Royal was a lean, rangy, bright-haired lad, with a clear skin and a good carriage. He had nobly-set blue eyes whose depths seemed practically bottomless, the young eyes that suggest both heaven and hell. He had also a determined chin that often pushed him into positions in which his undetermined nose was of no use whatever. Oh, quite the ordinary type of boy whose unusualness is chiefly within! Perhaps the most striking thing about him, thus far, was his passion for beauty; beauty to be seen, heard, tasted, clasped, protected, prayed to. There was Scotch blood in him; he had plenty of second sight, but was often found lacking in that vulgar variety of first sight known as common sense.

In planning his travels, he had seen himself, now as a sailor in tarry trousers, jingling strange coins in foreign ports that reeked with incredible oaths and aromas; now as a gifted young scholar, teaching French to some sturdy blacksmith’s fair daughters, in exchange for a noggin of milk and a brace of doughnuts, since you can’t expect cakes and ale in this country; and now as a prince-in-disguise mechanic out of work, in smutched overalls, with nothing clean at all about him but his teeth; his toothbrush would tell the world. Royal recognized the weakness of his own fables. He knew well enough that, unlike practical Peter he himself could scarcely tell a bolt from a bit-stock, or a belaying-pin from a bo’s’n’s whistle; and also (here Peter would be no better off) that he would certainly be unable to explain away the French subjunctive, in case the prettier of the blacksmith’s daughters should show an unfortunate curiosity about a topic so repugnant. Yes, Royal was a stern critic of his own castles, and therefore spent much time in rebuilding them.

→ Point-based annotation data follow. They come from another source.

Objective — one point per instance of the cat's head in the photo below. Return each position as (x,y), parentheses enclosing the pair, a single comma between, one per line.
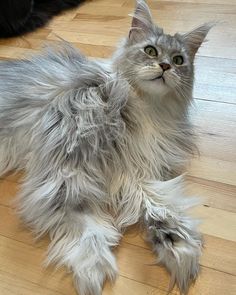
(157,63)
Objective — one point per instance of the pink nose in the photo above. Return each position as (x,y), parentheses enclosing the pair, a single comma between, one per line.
(164,66)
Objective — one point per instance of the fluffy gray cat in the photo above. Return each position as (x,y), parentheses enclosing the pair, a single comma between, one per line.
(101,143)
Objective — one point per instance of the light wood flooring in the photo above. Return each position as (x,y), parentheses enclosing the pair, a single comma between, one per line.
(95,28)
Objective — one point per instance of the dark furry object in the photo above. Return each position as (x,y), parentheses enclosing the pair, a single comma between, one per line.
(20,17)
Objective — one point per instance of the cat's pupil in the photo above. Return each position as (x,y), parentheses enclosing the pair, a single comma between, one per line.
(178,60)
(150,50)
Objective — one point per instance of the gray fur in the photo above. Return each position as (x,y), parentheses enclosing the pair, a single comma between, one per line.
(100,142)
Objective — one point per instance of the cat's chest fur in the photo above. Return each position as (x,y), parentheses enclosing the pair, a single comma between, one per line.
(156,145)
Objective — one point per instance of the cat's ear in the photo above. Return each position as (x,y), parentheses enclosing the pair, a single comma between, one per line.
(142,23)
(194,38)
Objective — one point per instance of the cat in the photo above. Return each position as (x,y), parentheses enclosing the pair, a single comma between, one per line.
(101,142)
(20,17)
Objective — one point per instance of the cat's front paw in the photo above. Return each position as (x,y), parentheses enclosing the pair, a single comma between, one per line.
(179,250)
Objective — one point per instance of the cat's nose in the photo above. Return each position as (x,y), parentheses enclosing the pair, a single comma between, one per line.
(164,66)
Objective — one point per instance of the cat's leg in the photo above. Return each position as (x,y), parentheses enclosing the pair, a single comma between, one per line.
(12,153)
(172,233)
(83,242)
(82,234)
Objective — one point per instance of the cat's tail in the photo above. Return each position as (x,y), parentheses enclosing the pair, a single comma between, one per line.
(20,17)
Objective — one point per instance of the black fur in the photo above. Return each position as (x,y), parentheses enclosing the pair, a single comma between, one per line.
(18,17)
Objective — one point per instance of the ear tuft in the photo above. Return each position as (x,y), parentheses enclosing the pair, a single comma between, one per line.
(194,38)
(142,21)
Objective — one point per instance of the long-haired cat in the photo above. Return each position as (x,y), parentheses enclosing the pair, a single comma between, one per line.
(100,142)
(18,17)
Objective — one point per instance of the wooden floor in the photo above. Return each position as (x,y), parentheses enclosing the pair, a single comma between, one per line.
(95,28)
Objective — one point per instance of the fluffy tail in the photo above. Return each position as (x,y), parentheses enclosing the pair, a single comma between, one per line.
(20,17)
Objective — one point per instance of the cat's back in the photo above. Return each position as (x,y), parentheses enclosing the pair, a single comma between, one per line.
(57,69)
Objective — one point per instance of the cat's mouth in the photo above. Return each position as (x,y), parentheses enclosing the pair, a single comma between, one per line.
(158,78)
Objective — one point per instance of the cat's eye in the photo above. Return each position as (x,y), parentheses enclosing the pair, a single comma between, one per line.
(150,50)
(178,60)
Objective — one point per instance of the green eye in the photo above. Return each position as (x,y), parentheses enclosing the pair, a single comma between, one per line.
(150,50)
(178,60)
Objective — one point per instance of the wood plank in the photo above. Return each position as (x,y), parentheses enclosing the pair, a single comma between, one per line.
(135,263)
(12,285)
(218,254)
(212,194)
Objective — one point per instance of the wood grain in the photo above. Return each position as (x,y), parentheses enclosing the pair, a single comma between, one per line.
(95,28)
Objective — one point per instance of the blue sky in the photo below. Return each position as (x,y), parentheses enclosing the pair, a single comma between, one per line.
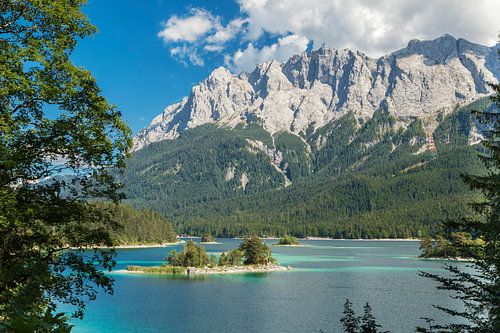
(148,53)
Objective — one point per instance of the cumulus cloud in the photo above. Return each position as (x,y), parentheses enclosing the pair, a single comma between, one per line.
(197,33)
(189,28)
(185,54)
(284,48)
(374,27)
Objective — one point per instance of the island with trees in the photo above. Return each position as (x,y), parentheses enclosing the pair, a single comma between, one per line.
(208,239)
(250,257)
(456,246)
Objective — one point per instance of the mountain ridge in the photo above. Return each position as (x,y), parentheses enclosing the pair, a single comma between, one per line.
(312,89)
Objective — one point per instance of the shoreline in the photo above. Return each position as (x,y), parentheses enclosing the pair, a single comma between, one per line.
(146,246)
(461,259)
(167,270)
(140,246)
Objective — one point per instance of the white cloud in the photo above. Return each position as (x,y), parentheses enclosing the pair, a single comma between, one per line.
(284,48)
(186,53)
(198,33)
(374,27)
(224,34)
(189,28)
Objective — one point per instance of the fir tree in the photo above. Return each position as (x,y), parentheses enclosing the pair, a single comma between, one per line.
(479,286)
(349,320)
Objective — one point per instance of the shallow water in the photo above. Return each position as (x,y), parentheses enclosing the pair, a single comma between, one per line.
(306,299)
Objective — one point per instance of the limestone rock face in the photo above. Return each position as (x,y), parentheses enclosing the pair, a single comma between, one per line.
(314,88)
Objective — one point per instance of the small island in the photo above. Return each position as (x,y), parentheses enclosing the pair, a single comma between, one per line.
(458,246)
(288,241)
(250,257)
(207,239)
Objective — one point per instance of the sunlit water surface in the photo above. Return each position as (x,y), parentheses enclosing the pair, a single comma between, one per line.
(309,298)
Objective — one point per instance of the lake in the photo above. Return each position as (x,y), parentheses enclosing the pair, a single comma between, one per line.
(309,298)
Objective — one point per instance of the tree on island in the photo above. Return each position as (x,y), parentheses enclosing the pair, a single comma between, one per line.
(192,255)
(231,258)
(288,240)
(459,245)
(255,252)
(59,141)
(355,324)
(207,238)
(478,287)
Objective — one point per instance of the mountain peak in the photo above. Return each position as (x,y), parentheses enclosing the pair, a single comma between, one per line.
(314,88)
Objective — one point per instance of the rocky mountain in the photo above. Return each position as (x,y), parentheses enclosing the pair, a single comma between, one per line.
(310,90)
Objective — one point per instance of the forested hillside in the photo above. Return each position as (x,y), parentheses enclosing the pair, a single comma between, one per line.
(348,179)
(138,226)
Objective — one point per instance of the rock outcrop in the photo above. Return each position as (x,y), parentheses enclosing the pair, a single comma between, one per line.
(312,89)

Royal on his travels soon found that three days were all too brief a term for such adventures as he sought. His mother and he had been reading the “Crock of Gold” together, and he knew that she would understand him when he wrote, on the second day of his faring:

“_Dear Mother_, I am with the leprecauns, and so shall not return as early as we said. Fear not, all is well with me. The world is wide, the weather fine, and the extra $3.75 you gave me is hardly touched as yet. Besides, I can earn what I need, if I need more than I have. I love the feel of this life in the open, and you know how much I want to spin the wheel of life, in my own philosopher fashion.”

Thus wrote Royal, giving neither date nor address, and incontinently planning to reach far cities by means of gondola cars. His mother was hurt, irritated, and anxious, in equal parts; but she understood her boy well enough to know that there was some fabric to his fustian. Uncle Tom jeered openly, saying that people who breakfast with the leprecauns may have to sup with the lepers, if they don’t watch out. These psychiatrists have a way of taking the worm’s-eye view of high doings.

III

Within a week, the Royal progress had swept through parts of three of our United States, without serious damage either to the lad or to the landscape. The curve of operations was now fast shaping itself into a circle. Day and night, the weather had been magically lovely. Royal had gladly passed the first three nights _à la belle étoile_; with keen relish, he rolled the phrase under his tongue, thinking that now not a boy in Froggy Beaurivage’s French Literature classes understood its charm as well as he. His Norfolk coat, a bore by day, proved a godsend in the chill hours before dawn, and he knew the use of a Sunday paper as a mattress. Before falling asleep, he would gaze with delight into the skies; thrilled with their beauty and immensity, he would say to himself, “After this, I am changed forever; I shall always be something more than I was before I came here.” No doubt he was right.